Five Spanish universities develop a multidisciplinary e-participation project

The project is the result of six years of research in the fields of electronic government, e-democracy and e-cognocracy by the Zaragoza Multicriteria Decision Making Group, GDMZ, based at the Universidad de Zaragoza. A total of 29 professors from 12 different research groups and 10 areas of expertise are participating in the project led by Prof. José María Moreno Jiménez.

This research project has set up an experiment that aims to thoroughly examine the mechanisms referred to as electronic democracy, meaning Internet-mediated democracy and social networking and the social uses of information technologies.

Specifically, the project aims to implement an intelligent system that will be able to identify the opinions of university students from the remarks they make about Gran Scala being sited in Los Monegros, Aragon.

Gran Escala under the microscope

The experiment bears the same name as the private initiative promoted primarily by US casinos: Gran Scala. Through the experiment, the team of researchers aims to elicit the opinion of Multicriteria Decision and Operational Research students at the Universidad de Zaragoza’s School of Economics about the immense tourism project being sited in the district of Los Monegros.

Gran Scala will be the biggest ever European leisure complex. The figures are astronomical: 17,000 million euros in investment, and 1,000 million in State and 677 million in Aragon Regional Government revenues through taxation. Gran Scala is expected to receive 25 million visitors per year, create 65,000 direct and indirect jobs at its 70 hotels, 32 casinos, five theme parks, museums, golf courses and racetracks. The new space would be equivalent to a town with a population of 100,000.

Opinion over the Internet

To find out what students think about this project, the GMDZ set up a website, only accessible by administrators and the student sample selected to give their opinion. This is the basis of the experiment.

Through the website students can express their opinion about the pros and cons of the Gran Scala project, as well as vote on four fields: benefits (short-term benefits), costs (short-term negative effects), opportunities (long-term benefits) and risks (long-term negative effects).

The system uses the votes to build a group representation. Administrators will examine this representation to get a detailed picture of the mood of university students’ opinion about the Gran Scala project.

Intelligent system

As the FIUPM explains in a press release, VAI is participating in the experiment to develop an intelligent system that can be used to identify the arguments supporting the decisions made from student remarks. The elicitation and dissemination of such knowledge is one of the key aspects of the model of citizen representation known as e-cognocracy.

VAI will use text data mining techniques and domain analysis to analyse the remarks made, extract possible patterns and determine whether it is possible to establish opinion registers similar to the groups of votes from the earlier phase. Also it will ascertain whether the opinions match the votes placed.

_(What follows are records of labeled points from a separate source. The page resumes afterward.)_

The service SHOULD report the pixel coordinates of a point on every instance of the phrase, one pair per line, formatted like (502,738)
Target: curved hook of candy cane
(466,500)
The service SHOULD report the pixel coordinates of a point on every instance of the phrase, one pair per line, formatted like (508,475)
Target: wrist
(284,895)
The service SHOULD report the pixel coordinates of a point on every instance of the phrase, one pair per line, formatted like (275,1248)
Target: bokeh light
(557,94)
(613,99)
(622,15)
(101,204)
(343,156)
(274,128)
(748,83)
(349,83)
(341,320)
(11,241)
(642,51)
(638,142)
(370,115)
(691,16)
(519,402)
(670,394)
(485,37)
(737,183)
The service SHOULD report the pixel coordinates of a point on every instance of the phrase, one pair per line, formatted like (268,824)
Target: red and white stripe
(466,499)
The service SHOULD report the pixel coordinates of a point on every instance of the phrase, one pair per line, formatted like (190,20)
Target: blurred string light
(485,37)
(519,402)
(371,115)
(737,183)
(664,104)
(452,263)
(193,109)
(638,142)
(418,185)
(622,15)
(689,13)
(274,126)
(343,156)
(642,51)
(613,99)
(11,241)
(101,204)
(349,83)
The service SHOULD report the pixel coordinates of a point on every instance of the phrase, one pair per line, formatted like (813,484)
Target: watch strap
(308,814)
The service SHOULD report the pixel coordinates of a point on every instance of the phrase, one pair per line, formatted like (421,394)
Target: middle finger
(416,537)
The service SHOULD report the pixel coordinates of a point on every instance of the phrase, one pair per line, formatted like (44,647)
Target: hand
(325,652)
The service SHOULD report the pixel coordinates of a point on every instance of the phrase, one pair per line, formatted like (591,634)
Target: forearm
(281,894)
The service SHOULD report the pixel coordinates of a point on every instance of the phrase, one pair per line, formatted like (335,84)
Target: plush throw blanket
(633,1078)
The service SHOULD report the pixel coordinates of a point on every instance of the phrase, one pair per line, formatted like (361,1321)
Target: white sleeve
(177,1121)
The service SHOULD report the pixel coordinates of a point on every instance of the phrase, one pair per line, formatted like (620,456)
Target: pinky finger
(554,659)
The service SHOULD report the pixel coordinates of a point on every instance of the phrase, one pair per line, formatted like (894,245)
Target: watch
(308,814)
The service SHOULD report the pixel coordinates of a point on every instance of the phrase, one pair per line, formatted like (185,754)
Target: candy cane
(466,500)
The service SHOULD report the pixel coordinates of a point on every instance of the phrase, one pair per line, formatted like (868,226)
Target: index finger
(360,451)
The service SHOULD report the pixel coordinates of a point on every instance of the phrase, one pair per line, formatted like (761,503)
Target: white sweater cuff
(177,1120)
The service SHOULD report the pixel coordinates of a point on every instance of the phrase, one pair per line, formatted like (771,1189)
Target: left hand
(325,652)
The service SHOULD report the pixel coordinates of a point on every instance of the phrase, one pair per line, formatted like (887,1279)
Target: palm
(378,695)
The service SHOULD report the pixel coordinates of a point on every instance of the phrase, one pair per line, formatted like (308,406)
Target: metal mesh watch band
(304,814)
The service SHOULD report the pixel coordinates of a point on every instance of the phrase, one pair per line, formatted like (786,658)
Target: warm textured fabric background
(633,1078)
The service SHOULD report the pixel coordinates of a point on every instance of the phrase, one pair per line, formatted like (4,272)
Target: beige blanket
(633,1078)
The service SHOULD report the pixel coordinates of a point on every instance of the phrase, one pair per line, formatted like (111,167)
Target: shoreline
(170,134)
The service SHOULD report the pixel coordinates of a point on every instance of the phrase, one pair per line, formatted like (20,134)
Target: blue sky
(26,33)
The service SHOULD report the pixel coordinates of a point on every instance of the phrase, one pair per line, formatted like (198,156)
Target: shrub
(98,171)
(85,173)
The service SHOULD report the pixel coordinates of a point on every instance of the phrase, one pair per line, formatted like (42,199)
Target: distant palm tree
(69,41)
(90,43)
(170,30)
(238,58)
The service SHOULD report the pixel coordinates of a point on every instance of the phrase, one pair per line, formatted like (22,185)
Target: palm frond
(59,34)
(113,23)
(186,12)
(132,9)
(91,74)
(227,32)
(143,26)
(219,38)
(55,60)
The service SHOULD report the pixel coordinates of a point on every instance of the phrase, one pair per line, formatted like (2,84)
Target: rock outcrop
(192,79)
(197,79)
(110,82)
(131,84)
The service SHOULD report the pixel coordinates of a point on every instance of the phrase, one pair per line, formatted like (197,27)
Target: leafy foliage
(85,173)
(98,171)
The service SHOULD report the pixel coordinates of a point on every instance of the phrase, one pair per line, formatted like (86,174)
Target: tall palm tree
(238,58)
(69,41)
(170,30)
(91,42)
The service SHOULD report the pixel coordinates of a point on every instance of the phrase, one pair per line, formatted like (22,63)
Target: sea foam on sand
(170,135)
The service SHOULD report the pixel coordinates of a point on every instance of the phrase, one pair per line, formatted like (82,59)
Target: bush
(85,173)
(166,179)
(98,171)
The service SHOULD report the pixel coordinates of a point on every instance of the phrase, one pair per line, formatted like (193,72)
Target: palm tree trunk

Text mining is the “set of techniques aimed at detecting, identifying and, possibly, extracting implicit information from a collection of documents”. Domain analysis is a set of methodologies used to delineate the structure of relationships in a particular discipline. Both techniques are applied by experts.

The goal of the intelligent system that the VAI is to apply is to analyse opinions, detect any opinion groups and, provided enough matches have been extracted from the remarks analysis, verify whether they match the group of votes.

A trial application for electoral processes

If this application proves to be valid, the intelligent system could later compare opinions and votes placed earlier by students and determine the reasons that have led to a possible change of vote.

This is an extremely important experiment because it tests a potential electronic democracy application that could be extended to more important public matters. Linked to a voter analysis and behaviour model, the opinion checking and vote expression model, if successful, will be very useful for electoral processes.